US P&C Insurers Rebound With Strong Underwriting Gain in First Quarter 2026

The US property and casualty insurance industry posted a sharp turnaround in the first quarter of 2026, generating a $16.3 billion net underwriting gain after recording a $1 billion underwriting loss in the same quarter of the previous year. This improvement was supported by a 3.9% rise in net earned premiums and a 9.3% drop in incurred losses and loss adjustment expenses, even as dividends paid to policyholders increased by $5 billion.

A major factor behind the stronger result was the steep reduction in catastrophe losses. In the first quarter of 2025, results were heavily affected by the destructive California wildfires that occurred in January. According to AM Best, catastrophe losses represented 4.2 points on the combined ratio in Q1 2026, a substantial decline from an estimated 14.5 points a year earlier. This helped bring the combined ratio down to 92%, marking a seven-point improvement over the prior-year period.

Operating Performance and Reserve Development

AM Best also reported that, excluding $10.9 billion in favourable reserve development during the first three months of 2026, the industry’s accident year combined ratio stood at 96.6%. This indicates that underlying operating conditions remained solid even without the added benefit of reserve releases.

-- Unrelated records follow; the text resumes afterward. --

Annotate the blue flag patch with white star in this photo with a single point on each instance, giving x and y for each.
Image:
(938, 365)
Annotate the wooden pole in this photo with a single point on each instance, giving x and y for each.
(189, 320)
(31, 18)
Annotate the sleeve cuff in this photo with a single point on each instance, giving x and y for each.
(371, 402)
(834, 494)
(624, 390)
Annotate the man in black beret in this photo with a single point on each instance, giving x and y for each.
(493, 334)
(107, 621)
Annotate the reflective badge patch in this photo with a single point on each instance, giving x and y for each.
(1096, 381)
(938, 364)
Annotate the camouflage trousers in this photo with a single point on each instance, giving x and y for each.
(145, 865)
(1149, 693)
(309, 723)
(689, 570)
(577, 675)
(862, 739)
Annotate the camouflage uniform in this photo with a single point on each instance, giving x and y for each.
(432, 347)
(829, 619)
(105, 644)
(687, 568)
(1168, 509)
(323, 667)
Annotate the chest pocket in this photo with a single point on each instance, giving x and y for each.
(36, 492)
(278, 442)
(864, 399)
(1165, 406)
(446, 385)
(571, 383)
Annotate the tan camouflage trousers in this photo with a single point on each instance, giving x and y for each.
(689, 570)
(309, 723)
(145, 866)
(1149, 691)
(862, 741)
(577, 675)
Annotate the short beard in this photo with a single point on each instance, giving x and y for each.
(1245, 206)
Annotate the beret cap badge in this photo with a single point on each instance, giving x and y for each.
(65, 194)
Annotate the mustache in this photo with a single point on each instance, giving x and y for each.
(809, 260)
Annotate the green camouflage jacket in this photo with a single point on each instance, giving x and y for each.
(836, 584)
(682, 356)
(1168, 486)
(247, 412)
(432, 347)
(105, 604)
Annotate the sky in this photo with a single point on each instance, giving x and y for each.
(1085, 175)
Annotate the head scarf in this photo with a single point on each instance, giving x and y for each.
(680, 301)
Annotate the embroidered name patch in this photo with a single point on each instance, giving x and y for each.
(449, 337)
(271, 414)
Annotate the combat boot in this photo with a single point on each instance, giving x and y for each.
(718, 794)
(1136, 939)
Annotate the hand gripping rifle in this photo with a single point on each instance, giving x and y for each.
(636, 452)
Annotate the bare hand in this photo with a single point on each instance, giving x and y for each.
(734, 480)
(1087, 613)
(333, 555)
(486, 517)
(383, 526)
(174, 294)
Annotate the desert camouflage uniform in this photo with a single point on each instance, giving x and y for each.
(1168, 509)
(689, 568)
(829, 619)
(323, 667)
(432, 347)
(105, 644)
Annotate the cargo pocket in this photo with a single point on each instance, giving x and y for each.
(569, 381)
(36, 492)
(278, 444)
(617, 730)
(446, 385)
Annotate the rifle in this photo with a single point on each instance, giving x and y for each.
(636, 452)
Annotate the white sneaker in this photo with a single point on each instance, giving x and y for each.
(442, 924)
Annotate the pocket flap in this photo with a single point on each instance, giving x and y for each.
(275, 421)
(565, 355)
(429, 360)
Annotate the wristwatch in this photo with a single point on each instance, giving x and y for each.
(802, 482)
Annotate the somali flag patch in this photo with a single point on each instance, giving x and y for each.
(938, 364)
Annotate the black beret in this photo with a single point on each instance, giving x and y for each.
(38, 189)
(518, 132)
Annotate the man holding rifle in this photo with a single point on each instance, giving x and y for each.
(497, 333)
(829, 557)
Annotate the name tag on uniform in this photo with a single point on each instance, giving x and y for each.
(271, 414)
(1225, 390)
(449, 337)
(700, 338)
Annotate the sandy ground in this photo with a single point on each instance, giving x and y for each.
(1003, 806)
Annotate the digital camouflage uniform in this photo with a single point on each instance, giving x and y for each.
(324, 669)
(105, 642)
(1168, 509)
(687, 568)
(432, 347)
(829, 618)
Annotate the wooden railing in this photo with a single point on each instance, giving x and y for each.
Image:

At the same time, insurers benefited from stronger investment performance. Net investment income earned increased by 10.3%, and when combined with the underwriting gain, it pushed pre-tax operating income up by 97% to $39.5 billion. In addition, net realised capital gains surged 141.5%, helping drive total industry net income to $41.8 billion, which was 107.7% higher than the same period a year earlier.

Capital Position Strengthens

The sector’s financial position also improved during the quarter. Industry surplus rose 2.2% from year-end 2025 to reach $1.3 trillion. This increase was mainly supported by a combined $47.6 billion from net income and contributed capital, although it was partially reduced by $15.5 billion in unrealised losses, other surplus declines, and stockholder dividends.

The first quarter results reflect a markedly stronger start to 2026 for the US P&C market, with lower catastrophe-related losses, improved underwriting performance, higher investment income, and continued capital growth all contributing to the sector’s recovery.